Rappelant
l'expérience « exemplaire » du Kurdistan syrien, avec sa Charte de Rojava « qui
parle de liberté, de justice, de dignité et de démocratie ; d'égalité et de
recherche d'un équilibre écologique », le philosophe italien Sandro Mezzadra
appelait, dans ce texte du 7 octobre, les Européens à aider d'urgence la ville
de Kobané à résister à l'assaut de l'Etat islamique (EI).
A l'automne 2014, H&M a lancé une collection de
vêtements féminins clairement inspirée de la tenue des combattantes kurdes,
dont les images ont circulé dans les médias du monde entier. A peu près au même
moment, les forces de sécurité turques réprimaient les Kurdes qui, à la
frontière avec la Syrie, exprimaient leur solidarité avec Kobané – la ville qui
résiste depuis plusieurs semaines au siège de l'Etat islamique (EI). Cette
frontière, qui a été incroyablement poreuse pour les miliciens djihadistes, est
maintenant hermétiquement fermée pour les combattants du PKK, qui s’y massent
pour tenter de rejoindre Kobané.
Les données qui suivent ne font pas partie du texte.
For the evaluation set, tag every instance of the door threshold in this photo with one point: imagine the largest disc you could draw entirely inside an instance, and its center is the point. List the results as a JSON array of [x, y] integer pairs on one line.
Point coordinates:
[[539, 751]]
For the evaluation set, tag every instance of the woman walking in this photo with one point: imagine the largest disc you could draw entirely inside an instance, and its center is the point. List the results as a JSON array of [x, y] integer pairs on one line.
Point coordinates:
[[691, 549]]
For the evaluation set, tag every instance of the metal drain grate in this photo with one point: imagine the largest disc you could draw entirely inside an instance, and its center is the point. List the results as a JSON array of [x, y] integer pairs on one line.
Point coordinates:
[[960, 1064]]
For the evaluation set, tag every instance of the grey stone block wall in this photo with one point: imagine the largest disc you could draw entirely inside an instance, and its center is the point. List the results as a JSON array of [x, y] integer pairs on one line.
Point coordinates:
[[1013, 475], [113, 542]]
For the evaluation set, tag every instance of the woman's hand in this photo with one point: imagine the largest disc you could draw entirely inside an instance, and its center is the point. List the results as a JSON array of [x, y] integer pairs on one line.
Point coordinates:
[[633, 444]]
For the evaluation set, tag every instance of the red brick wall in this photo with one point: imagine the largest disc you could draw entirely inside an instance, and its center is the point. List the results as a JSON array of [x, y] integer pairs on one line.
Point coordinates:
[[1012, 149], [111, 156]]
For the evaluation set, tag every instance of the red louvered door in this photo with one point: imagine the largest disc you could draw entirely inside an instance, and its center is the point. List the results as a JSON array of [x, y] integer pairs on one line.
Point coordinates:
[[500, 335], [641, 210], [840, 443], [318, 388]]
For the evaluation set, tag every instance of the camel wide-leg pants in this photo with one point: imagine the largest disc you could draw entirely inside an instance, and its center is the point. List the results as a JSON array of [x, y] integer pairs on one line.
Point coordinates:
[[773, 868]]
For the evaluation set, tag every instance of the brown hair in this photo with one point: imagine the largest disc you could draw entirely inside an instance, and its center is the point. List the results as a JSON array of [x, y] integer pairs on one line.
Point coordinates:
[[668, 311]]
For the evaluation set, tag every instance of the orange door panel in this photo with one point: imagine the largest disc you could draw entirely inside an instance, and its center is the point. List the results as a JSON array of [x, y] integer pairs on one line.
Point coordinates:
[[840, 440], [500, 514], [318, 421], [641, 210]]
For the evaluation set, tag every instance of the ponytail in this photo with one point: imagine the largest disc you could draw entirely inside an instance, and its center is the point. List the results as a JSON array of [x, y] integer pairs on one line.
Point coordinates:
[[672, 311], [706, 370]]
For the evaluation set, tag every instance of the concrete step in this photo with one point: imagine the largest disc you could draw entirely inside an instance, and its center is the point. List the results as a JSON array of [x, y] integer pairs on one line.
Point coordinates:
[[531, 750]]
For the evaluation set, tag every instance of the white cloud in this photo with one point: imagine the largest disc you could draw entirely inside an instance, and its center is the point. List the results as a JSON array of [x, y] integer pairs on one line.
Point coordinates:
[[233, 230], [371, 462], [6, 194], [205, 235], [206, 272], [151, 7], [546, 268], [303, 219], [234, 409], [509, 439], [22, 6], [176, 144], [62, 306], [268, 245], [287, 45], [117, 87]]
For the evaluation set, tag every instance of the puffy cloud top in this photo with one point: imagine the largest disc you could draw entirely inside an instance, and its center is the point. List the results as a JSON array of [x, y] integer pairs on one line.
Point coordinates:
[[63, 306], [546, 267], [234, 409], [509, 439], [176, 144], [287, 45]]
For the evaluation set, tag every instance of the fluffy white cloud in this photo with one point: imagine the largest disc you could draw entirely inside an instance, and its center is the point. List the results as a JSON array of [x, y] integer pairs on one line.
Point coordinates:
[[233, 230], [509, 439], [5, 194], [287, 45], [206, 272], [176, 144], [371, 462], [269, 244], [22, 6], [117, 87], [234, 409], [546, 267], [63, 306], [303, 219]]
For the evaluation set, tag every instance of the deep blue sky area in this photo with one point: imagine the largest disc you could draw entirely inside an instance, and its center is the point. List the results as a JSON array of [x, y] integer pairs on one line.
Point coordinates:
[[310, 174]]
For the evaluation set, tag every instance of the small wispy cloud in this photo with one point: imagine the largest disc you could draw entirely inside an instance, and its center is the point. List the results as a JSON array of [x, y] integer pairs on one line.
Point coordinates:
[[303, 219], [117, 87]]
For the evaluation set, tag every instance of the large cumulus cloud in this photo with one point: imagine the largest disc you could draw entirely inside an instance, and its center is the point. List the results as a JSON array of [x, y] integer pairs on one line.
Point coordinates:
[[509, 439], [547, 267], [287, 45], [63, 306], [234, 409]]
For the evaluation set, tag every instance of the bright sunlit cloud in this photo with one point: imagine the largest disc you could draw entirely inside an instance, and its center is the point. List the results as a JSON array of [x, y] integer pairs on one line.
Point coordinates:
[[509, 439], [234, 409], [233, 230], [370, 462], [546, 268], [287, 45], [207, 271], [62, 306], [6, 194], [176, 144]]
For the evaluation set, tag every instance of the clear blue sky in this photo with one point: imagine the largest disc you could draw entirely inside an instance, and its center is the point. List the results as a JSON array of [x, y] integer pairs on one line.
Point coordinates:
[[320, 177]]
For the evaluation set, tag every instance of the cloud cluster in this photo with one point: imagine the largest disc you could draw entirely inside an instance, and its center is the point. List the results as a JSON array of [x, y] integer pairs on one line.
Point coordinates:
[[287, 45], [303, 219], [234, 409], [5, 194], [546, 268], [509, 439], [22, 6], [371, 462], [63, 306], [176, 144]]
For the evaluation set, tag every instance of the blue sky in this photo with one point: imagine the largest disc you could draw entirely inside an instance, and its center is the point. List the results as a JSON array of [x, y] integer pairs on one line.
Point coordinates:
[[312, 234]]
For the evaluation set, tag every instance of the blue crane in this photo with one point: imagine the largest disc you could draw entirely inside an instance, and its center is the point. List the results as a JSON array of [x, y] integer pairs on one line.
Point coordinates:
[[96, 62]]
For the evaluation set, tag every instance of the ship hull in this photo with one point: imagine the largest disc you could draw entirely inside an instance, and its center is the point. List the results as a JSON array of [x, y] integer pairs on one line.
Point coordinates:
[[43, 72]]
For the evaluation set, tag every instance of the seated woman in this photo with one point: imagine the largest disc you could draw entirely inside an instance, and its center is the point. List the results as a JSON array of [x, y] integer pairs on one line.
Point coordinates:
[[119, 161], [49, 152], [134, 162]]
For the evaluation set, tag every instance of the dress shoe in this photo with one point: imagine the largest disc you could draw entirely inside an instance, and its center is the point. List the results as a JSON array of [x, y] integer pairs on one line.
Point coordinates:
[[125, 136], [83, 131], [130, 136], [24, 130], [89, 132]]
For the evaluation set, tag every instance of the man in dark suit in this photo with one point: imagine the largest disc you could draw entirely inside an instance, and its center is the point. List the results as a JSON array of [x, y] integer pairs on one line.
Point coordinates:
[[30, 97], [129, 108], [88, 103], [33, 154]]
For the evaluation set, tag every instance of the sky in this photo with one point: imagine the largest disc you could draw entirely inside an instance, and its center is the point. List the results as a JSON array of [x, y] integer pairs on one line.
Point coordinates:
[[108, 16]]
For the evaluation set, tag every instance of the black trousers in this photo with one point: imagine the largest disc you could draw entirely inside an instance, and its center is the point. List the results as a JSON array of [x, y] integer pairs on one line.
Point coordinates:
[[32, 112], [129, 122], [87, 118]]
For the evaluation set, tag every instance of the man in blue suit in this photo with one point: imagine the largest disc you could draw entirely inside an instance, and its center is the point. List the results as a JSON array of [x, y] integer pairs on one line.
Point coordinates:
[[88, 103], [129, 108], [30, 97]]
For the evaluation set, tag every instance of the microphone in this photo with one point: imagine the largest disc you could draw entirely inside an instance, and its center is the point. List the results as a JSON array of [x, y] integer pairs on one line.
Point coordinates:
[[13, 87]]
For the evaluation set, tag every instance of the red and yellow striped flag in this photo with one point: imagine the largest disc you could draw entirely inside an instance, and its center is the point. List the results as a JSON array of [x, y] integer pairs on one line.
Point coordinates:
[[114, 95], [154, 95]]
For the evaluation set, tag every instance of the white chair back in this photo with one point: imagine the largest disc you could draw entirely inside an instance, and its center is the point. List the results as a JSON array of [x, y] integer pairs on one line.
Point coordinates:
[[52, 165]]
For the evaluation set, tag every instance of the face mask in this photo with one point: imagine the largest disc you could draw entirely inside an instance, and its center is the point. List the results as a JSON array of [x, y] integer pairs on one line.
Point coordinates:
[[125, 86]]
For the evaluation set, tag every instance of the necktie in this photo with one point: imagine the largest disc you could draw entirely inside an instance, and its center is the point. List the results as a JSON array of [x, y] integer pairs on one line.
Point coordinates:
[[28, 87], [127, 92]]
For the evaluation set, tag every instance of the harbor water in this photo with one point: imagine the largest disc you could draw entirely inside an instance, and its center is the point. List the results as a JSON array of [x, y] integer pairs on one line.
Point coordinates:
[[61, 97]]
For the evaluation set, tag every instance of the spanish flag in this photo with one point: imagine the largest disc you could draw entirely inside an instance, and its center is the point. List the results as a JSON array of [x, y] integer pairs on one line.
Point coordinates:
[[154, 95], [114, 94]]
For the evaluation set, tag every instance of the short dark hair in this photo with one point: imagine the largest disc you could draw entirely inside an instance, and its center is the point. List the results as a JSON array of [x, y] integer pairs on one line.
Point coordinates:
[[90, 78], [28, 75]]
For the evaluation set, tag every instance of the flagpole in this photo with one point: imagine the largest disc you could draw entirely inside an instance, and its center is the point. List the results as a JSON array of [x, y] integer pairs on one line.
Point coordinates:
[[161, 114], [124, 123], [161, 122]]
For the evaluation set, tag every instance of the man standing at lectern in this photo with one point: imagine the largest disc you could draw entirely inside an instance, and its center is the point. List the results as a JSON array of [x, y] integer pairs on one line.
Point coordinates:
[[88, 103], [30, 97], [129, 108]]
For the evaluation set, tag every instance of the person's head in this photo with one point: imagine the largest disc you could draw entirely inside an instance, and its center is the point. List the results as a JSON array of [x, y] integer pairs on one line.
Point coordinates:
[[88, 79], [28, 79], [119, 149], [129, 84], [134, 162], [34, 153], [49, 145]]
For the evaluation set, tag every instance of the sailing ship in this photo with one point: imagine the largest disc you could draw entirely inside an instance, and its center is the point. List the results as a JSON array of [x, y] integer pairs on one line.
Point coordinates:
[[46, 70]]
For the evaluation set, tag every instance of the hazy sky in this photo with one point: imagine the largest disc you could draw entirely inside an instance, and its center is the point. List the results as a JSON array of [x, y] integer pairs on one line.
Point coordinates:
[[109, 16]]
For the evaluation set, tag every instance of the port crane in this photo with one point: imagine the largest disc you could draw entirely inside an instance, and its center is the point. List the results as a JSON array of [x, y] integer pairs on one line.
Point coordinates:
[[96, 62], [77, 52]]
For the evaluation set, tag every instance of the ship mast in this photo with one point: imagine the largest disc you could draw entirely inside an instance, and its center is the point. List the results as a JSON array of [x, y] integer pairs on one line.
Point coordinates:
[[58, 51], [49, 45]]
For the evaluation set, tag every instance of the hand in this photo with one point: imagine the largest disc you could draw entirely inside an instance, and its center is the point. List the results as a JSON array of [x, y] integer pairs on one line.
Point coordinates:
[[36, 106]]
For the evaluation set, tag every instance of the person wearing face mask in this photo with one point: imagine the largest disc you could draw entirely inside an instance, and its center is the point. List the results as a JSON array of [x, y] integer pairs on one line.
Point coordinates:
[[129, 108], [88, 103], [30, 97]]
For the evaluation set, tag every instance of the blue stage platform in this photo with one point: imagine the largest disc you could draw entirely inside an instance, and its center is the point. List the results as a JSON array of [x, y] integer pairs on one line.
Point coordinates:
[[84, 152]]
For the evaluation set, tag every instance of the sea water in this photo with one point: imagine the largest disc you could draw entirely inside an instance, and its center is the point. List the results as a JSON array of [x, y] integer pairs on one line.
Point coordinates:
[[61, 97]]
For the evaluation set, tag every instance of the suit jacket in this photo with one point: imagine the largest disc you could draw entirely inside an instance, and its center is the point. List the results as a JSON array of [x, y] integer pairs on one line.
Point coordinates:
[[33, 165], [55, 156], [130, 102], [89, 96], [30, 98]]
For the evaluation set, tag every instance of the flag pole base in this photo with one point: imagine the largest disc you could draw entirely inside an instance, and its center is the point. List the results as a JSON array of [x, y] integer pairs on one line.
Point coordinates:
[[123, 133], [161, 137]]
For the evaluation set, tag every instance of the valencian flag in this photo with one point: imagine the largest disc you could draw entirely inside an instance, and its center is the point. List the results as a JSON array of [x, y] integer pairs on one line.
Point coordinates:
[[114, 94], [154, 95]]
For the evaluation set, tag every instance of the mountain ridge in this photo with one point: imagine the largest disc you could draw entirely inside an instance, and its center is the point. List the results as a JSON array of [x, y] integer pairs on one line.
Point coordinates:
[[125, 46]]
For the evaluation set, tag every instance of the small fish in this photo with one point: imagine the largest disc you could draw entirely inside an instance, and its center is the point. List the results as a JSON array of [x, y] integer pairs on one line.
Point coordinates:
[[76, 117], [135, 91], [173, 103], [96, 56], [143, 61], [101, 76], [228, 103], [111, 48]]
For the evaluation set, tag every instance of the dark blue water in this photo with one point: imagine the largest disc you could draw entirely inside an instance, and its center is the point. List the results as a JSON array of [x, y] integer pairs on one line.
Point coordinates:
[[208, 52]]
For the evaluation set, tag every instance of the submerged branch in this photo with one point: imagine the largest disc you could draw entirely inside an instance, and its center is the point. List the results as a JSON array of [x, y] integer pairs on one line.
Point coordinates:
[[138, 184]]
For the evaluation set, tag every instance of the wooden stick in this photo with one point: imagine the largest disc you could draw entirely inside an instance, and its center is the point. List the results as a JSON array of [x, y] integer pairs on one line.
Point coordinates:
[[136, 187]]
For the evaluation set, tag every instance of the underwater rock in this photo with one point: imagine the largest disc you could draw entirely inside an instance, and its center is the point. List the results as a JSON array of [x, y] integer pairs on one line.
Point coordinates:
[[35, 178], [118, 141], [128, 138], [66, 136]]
Et la ville kurde syrienne est seule devant
l'avancée de l’EI. Pour la défendre, il ne reste qu’une poignée de combattants
et de combattantes des forces populaires d'auto-défense (YPG/YPJ), armés de
kalachnikovs face aux blindés et à l'artillerie lourde de l’EI. Les
interventions de la “coalition antiterrorisme” dirigée par les Etats-Unis ont
été – du moins jusqu'au 6 octobre – sporadiques et totalement inefficaces.
Quelques drapeaux noirs flottent déjà sur Kobané.
Mais qui sont les combattants et les combattantes du YPG/YPJ
? Chez nous, les médias les appellent souvent les peshmerga, un mot qui nous
plaît sans doute pour son “exotisme”. Dommage que les peshmerga soient les
membres des milices du KDP (Parti démocratique du Kurdistan) de Barzani, le
chef du gouvernement de la région autonome du Kurdistan irakien, c'est-à-dire
précisément ces milices qui ont abandonné leurs positions autour de Sinijar au
début du mois d’août, en laissant le champ libre à l’EI et en mettant en danger
la vie de milliers de Yazidis et d'autres minorités religieuses. Ce sont les
unités de combat du PKK et le YPG/YPJ qui ont finalement traversé la frontière
et qui sont intervenues avec une efficacité remarquable dans le cadre de la
lutte menée depuis des mois contre le fascisme de l'Etat islamique.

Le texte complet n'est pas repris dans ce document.